Hyde Park has a pet cemetery ...

... and it’s satisfyingly spooky, though how much we have to thank Stephen King for that is unclear. The 300 plots, which date from the 1880s, include one (the graveyard's very first in fact) with the simple but moving (and almost comical) headstone inscription 'Poor Cherry. Died April 28. 1881', and are indicative of an increasingly humane society. Less than a century earlier (animal lovers, look away now) it was possible to gain entry to the Tower of London and see its collection of exotic beasts by handing over a live cat or dog to be fed to the lions.

Big Ben is not Big Ben

That is to say, Big Ben is the name of the largest bell in the clock tower, not the name of the clock tower itself. That would be the Elizabeth Tower. Don’t worry if you forget: most Londoners are unaware of this fact too, and any cab driver will still know where you want to go.

The Houses of Parliament, London. If you think this is Big Ben, you need to read the text above the photo © Patryk Kosmider / Shutterstock

London Bridge is blowing down

The British spend a ludicrous amount of time discussing what is mostly incredibly uninteresting weather, but occasionally something genuinely worth talking about happens. Like in 1091, when a Force 4 tornado (the winds of which can reach 260 mph) whisked its way down the Thames, destroying London Bridge and 600 houses.

The London Underground mostly isn’t

55% of the London Underground is above ground. So now you know.

London Underground sign. Words can be deceptive © Lucky Luke / Shutterstock

But almost all the city’s rivers are

The Thames is a majestic thing, rising and falling with the tides as though the city itself is inhaling and exhaling, but its topographical dominance can distract from the fact that it’s just one (albeit a mighty one) of many London rivers. To be fair, all the others are small tributaries, long since built over and so now mostly hidden deep below street level. The majority slip quietly into the Thames from some gloomy riverbank tunnel, like the River Fleet, whose exit can be seen under the northside of Blackfriars Bridge if you crane your neck at low tide.

If you really can’t wait...

Some London marketside pubs, like the Market Porter on the edge of Borough Market, are licensed to serve alcohol from 7am, to cater for night shift workers who are finishing up.
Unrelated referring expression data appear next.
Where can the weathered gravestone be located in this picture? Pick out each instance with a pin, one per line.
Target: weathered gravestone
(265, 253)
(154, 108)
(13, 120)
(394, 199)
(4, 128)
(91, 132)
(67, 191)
Most of the capital's pubs start serving at 11am, though generally speaking this isn’t a city where you’re likely to have difficulty locating alcohol if you really want it.

A pub sign for the Market Porter pub. You don't need to be a market porter to enjoy a 7am pint of beer - but it probably helps © Neil Setchfield / Lonely Planet

The Vikings occupied London

Viking raiders repeatedly attacked London from the late 800s to the early 1000s, and on at least two occasions defeated the local defences and became an occupying force (once in 871 and again in 1013). In 1016 the entire country fell under the control of King Cnut, who, though a warrior king from Denmark, wasn’t technically a Viking, though Vikings did answer to him (it’s complicated).

We could be heroes

Like all cities, London tips its cap to important historical figures through statues and the like, but it also saves room for more humble folk. Postman’s Park contains the Memorial to Heroic Self-Sacrifice, which is made up of plaques commemorating ordinary Londoners who showed extraordinary valour, like Alice Ayres, who saved three children from a burning house on Union Street in 1885, at the cost of her own young life. Bring a tissue.

The Postman's Park in central London. Postman's Park's Wall of Heroic Self Sacrifice is a moving tribute to ordinary Londoners © Will Jones / Lonely Planet

Follow your nose and keep your ears to the ground

London is positively brimming with art – and not all of it commissioned. Head out and explore, and you might discover one of the London Noses, a public art installation by Rick Buckley, who affixed plaster replicas of his nose to random walls around the city. Another artist called Tim Fishlock has done something similar – only he went for ears. Perhaps the most unusual though is the artist known as the Chewing Gum Man (aka Ben Wilson) who creates tiny works of art by painting discarded gum dropped on the streets of London, including on the popular Millennium Bridge.